NarasiPublik — Rapat Koordinasi Bidang Produk Hukum Daerah Provinsi Sulawesi Tengah tahun 2025 berlangsung dinamis dan menjadi ruang penting bagi penyatuan visi regulasi antara pusat dan daerah.
Bertempat di Palu, kegiatan ini mengundang perhatian karena menghadirkan Menteri Hukum Republik Indonesia Supratman Andi Agtas sebagai pembicara kunci.
Rakor dibuka oleh Gubernur Anwar Hafid, dan dihadiri oleh berbagai tokoh strategis seperti Dirjen Otonomi Daerah Kemendagri Akmal Malik, Dirjen Peraturan Perundang-undangan Dhahana Putra, dan Deputi Kepatuhan & Hukum BPJS Ketenagakerjaan Ike Merdeka Wati.

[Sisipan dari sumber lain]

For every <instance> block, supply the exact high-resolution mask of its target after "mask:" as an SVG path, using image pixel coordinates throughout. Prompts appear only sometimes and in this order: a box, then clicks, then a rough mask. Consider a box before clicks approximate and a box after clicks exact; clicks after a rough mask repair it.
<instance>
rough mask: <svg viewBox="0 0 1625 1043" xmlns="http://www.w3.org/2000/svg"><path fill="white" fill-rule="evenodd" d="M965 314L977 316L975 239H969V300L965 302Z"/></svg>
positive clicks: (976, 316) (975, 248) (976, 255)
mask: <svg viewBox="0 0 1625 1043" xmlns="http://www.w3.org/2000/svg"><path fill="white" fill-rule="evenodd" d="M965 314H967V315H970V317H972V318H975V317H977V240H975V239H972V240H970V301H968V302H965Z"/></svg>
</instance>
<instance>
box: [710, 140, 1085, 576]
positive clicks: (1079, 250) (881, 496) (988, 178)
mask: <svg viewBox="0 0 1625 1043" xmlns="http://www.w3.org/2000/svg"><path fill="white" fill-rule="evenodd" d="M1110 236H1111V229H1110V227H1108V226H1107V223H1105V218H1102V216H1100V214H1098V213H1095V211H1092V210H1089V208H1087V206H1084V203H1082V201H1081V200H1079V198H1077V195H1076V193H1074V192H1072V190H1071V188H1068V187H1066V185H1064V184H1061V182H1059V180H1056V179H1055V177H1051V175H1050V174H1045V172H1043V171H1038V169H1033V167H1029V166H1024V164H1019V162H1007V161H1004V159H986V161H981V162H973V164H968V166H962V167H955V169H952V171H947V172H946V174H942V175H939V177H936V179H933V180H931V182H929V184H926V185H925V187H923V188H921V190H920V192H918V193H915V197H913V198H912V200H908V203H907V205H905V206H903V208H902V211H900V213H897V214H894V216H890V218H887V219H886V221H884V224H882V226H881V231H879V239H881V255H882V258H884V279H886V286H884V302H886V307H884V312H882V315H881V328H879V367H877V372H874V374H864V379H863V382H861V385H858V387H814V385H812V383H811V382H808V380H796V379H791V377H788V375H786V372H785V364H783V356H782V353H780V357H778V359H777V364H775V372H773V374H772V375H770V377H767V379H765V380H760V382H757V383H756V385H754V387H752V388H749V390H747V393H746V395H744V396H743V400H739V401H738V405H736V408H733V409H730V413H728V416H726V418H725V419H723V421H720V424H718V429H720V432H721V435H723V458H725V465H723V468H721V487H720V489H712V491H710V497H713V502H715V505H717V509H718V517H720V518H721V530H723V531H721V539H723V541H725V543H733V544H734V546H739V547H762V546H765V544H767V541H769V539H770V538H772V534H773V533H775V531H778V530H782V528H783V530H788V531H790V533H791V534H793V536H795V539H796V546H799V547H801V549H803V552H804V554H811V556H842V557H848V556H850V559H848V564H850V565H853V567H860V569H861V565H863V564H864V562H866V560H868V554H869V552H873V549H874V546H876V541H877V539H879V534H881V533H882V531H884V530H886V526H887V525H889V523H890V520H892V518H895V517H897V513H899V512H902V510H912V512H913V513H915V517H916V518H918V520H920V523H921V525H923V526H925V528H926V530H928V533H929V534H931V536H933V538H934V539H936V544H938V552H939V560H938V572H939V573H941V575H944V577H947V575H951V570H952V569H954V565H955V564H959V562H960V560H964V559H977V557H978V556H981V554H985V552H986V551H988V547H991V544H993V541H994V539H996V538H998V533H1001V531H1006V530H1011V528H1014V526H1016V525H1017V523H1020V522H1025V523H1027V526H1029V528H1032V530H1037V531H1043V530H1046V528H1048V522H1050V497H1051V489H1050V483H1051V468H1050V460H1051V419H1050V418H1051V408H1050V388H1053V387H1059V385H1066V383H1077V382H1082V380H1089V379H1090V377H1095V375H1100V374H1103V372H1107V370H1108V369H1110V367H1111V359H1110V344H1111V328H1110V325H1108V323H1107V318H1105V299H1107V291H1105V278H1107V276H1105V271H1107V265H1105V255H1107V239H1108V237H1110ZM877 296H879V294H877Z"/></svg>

Para bupati/walikota, DPRD, serta pejabat daerah turut memperkuat forum ini.
Dalam paparannya, Supratman menyampaikan isu-isu krusial yang menghambat kualitas regulasi nasional, mulai dari penumpukan aturan, disharmonisasi kebijakan, hingga rendahnya disiplin asas pembentukan peraturan. Ia menekankan pentingnya sistem digital sebagai tulang punggung reformasi legislasi.
“Digitalisasi bukan hanya modernisasi. Ini kebutuhan mendesak agar proses legislasi menjadi cepat, bersih, dan efisien. Daerah harus ikut memimpin transformasi ini,” ujarnya.
Ia menambahkan bahwa Aplikasi e-Harmonisasi akan menjadi instrumen utama dalam memastikan setiap regulasi memenuhi standar metodologis yang kuat.
Kepala Kanwil Kemenkum Sulteng, Rakhmat Renaldy, dalam kesempatan yang sama menyampaikan kesiapan penuh jajarannya mengawal daerah.
“Kualitas regulasi menentukan kualitas pembangunan. Kami memastikan setiap kabupaten/kota mendapatkan pendampingan optimal, termasuk dalam pemanfaatan e-Harmonisasi dan penyempurnaan analisis peraturan,” jelasnya.
Dirjen Otda dan Dirjen PP yang turut hadir menegaskan bahwa sinergi pusat-daerah kini difokuskan pada integrasi sistem digital, sinkronisasi kebijakan, serta peningkatan akurasi harmonisasi.
Rakor ini menghasilkan komitmen bersama untuk melahirkan regulasi yang lebih adaptif, terukur, dan berpihak pada kepentingan publik. Pemerintah Provinsi bersama seluruh pemerintah kabupaten/kota sepakat mempercepat transformasi legislasi menuju tata kelola hukum yang modern dan responsif terhadap tantangan zaman.